Bien qu'il ait été enregistré dans un contexte peu favorable (tensions au sein du groupe, pression de la maison de disque, etc...), ce "The Bends" transpire le talent.
Ca suinte par tous les ports. En écoutant/réécoutant l'album, j'ai parfois été tenté de jouer à ce "jeu" : chercher la fausse note, le moment où l'inspiration manque, où le chanteur déraille...
Chaque fois que j'ai joué, j'ai perdu.
Après un premier album essentiellement porté par le tube Creep ; Radiohead livre cette fois un album nettement plus abouti, recherché. On sent que tout a été réfléchi, pensé en amont pour faire voyager l'auditeur loin des poncifs et clichés des tubes qui passent en boucle à la radio.
Pour les audiophiles, il faut souligner l'excellente version vinyles de l'album qui offre (contrairement à d'autres enregistrements de Brit-pop de la même époque - Placebo et Oasis par exemple -) les qualités de dynamique et de profondeur dans les basses habituellement recherchées lorsqu'on s'oriente vers la version vinyle d'un enregistrement.
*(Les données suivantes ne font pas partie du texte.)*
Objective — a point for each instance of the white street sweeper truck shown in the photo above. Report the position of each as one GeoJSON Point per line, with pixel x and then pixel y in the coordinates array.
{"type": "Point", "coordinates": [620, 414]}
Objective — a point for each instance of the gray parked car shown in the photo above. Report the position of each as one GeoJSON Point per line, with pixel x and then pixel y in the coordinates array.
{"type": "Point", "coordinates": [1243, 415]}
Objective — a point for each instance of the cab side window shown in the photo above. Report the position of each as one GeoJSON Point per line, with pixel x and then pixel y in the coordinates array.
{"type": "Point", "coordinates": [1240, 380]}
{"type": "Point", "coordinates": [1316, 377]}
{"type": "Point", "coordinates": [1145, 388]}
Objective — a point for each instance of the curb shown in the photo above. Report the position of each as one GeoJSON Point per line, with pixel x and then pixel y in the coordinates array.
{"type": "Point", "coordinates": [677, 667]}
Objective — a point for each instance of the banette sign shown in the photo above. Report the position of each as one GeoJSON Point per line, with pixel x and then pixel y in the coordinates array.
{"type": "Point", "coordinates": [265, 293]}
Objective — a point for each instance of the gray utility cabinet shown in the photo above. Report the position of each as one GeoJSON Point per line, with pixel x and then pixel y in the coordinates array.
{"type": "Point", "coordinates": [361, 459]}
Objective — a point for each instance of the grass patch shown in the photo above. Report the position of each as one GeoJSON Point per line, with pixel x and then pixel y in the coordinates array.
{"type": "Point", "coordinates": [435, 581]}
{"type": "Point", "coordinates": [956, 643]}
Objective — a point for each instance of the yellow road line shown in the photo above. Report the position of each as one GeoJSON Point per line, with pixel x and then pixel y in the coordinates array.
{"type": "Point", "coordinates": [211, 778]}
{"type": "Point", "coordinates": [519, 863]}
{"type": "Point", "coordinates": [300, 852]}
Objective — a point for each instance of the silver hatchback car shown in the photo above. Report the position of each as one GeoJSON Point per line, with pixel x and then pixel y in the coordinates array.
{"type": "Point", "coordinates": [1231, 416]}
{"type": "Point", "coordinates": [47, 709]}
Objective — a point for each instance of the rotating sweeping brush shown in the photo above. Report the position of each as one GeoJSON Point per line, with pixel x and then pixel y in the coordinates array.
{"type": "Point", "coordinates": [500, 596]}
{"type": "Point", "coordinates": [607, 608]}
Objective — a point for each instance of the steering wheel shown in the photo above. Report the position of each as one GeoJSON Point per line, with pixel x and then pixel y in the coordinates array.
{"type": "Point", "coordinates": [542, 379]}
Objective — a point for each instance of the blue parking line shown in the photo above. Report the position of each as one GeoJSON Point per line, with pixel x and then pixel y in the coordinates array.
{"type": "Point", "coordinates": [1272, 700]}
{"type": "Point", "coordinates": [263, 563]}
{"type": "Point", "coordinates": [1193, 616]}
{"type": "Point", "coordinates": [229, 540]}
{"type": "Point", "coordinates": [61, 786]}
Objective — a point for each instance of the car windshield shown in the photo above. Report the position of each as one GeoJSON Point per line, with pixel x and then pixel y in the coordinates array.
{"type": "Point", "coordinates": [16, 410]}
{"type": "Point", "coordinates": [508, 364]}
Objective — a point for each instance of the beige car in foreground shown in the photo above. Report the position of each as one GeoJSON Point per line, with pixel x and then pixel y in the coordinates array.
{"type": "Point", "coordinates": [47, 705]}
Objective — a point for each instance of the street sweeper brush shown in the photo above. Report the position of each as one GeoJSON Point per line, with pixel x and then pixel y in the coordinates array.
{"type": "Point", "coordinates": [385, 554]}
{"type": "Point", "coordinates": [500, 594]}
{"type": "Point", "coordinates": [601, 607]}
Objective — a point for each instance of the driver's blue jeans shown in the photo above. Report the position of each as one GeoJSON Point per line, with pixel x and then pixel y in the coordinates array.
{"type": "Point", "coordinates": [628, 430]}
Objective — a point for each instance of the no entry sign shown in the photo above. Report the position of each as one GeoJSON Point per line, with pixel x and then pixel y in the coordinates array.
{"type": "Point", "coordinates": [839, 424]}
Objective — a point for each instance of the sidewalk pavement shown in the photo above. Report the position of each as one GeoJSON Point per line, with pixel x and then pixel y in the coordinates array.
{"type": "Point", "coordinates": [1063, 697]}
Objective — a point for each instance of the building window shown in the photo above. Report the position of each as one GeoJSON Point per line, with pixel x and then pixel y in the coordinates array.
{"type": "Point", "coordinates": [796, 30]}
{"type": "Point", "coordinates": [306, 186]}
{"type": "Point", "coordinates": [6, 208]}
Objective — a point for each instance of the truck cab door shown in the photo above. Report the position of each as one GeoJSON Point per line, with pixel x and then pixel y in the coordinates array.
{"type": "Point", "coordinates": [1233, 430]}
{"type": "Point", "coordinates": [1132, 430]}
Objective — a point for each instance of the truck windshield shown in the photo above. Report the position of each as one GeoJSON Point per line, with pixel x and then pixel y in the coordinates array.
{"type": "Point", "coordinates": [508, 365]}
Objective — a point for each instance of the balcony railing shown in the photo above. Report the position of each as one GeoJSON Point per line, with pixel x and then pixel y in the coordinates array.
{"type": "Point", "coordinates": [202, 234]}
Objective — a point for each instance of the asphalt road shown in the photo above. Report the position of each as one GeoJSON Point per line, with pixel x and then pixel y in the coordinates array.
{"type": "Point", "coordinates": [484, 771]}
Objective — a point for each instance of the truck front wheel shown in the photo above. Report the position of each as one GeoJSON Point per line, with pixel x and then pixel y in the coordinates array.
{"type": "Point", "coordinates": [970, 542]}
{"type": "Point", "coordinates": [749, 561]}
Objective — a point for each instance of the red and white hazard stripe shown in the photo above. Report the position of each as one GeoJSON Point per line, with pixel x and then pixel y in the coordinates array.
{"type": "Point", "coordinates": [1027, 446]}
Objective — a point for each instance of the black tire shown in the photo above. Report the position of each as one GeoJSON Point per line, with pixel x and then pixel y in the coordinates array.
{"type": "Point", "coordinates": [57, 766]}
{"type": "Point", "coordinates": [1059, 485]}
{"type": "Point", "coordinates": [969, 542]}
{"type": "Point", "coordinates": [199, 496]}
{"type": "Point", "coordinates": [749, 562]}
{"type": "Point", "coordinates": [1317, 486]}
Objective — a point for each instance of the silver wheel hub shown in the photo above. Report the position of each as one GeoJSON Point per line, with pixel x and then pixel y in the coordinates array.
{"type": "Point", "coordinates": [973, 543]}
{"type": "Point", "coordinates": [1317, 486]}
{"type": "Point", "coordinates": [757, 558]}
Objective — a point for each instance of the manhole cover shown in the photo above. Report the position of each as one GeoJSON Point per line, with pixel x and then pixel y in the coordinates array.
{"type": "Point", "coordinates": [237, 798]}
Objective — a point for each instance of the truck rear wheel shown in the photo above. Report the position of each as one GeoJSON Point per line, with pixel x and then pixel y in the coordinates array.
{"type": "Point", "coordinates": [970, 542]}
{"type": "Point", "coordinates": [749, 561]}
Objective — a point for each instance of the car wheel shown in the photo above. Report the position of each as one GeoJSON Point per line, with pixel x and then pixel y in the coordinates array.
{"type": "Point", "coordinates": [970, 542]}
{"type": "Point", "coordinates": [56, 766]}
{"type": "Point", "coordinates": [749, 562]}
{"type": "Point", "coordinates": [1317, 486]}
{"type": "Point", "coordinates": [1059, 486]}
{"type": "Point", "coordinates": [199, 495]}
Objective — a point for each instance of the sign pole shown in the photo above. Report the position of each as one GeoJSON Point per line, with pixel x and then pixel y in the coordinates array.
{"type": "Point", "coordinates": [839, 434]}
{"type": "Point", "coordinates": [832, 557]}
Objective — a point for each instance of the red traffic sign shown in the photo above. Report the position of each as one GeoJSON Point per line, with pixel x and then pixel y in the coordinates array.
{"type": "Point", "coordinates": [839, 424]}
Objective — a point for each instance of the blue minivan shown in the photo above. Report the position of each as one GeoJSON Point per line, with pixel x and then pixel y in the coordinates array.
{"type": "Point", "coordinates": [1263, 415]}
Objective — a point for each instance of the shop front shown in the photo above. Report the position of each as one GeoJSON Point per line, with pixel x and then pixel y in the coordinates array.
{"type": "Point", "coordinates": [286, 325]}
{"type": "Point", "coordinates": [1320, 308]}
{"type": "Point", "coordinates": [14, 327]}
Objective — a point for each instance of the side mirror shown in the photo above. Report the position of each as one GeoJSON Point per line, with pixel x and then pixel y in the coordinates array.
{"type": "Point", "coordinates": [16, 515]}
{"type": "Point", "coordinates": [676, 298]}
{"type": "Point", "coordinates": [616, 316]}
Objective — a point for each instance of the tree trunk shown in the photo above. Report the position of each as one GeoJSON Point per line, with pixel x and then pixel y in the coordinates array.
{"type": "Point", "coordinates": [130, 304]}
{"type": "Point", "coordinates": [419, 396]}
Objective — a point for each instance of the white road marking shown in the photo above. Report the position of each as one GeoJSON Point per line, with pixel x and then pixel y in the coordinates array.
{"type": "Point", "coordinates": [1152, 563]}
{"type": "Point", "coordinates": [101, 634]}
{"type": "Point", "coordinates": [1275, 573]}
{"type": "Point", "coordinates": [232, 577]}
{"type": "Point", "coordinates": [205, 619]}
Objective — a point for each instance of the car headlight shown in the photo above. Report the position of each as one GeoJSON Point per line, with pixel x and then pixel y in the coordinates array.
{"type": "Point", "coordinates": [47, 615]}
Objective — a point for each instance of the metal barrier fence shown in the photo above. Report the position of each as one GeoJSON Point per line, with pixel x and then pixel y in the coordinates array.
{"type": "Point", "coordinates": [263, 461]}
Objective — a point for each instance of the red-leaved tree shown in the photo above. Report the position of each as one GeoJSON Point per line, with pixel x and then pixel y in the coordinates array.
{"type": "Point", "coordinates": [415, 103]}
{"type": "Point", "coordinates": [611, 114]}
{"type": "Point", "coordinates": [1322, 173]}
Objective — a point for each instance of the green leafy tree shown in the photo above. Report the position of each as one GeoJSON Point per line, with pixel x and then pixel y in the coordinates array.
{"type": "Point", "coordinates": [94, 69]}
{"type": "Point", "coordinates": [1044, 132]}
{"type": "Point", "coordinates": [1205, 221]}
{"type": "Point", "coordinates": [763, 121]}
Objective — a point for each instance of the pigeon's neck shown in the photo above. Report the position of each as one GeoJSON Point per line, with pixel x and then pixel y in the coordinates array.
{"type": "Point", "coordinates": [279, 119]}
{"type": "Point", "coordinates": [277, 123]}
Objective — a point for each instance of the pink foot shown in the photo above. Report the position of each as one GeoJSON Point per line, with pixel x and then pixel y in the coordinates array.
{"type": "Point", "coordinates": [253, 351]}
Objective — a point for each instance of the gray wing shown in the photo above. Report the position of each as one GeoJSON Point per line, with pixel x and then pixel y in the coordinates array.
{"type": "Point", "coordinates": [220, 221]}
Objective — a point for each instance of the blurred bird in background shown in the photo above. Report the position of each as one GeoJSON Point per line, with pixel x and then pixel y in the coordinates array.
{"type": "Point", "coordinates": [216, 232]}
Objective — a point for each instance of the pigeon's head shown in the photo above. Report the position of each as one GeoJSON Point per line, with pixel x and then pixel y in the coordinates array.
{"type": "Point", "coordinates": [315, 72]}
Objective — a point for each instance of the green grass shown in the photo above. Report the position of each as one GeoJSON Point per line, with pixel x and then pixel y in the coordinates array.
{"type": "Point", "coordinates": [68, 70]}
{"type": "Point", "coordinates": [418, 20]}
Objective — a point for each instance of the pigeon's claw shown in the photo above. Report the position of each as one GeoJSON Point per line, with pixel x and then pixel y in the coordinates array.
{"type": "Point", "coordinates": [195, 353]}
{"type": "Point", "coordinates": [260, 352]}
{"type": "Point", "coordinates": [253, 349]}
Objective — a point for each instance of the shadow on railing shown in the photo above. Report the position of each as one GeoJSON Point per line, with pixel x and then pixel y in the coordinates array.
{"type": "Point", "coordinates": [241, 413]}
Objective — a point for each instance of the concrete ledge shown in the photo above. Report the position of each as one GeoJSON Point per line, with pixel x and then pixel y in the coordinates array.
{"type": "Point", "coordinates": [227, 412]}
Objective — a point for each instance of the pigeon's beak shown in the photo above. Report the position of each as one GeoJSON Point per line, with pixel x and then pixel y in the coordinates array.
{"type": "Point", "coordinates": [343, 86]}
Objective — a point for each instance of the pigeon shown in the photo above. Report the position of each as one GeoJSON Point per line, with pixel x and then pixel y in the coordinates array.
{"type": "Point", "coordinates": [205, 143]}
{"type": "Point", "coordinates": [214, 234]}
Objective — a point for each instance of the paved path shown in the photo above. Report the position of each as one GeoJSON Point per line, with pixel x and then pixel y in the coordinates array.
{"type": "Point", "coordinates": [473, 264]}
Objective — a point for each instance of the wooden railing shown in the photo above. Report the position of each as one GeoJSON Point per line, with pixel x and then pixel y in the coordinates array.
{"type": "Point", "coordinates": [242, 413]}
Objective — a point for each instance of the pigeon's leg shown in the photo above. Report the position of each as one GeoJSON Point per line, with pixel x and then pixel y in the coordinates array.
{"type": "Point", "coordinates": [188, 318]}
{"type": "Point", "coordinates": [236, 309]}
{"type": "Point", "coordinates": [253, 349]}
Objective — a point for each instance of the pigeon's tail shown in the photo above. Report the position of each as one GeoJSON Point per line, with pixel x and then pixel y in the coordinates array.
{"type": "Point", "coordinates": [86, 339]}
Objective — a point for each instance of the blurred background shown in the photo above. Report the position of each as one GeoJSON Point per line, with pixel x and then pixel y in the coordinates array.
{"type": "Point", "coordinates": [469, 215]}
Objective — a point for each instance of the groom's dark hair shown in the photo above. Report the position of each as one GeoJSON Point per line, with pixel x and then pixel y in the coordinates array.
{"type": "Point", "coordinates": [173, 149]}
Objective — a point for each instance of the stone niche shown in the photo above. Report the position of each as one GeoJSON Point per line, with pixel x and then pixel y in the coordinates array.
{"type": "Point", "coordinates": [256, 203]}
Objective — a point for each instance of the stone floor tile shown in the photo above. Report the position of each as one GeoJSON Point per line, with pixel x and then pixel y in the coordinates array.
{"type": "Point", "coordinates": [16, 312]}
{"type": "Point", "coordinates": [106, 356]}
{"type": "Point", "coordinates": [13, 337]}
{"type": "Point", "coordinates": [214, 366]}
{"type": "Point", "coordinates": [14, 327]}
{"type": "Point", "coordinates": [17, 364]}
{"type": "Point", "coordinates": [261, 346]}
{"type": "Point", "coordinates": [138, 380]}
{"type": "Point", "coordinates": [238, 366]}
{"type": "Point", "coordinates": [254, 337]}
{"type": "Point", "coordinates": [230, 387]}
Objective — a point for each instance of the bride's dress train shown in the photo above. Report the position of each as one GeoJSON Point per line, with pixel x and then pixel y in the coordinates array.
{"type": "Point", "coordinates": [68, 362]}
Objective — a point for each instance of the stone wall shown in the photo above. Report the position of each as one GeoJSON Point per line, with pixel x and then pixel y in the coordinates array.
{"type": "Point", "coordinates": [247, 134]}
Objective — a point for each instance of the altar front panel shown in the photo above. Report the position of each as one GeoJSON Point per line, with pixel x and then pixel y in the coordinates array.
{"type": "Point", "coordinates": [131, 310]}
Le second album de Radiohead est ainsi l'un des tout meilleurs du groupe ; il se révèle même, avec les années et de multiples écoutes, l'un des tout meilleurs albums de Brit-pop en général.
En synthèse : The Bends est un album abouti du premier au dernier titre, il est plus particulièrement porté par les titres Fake plastic trees et Street spirit sans pour autant qu'aucun autre morceau ne dépareille.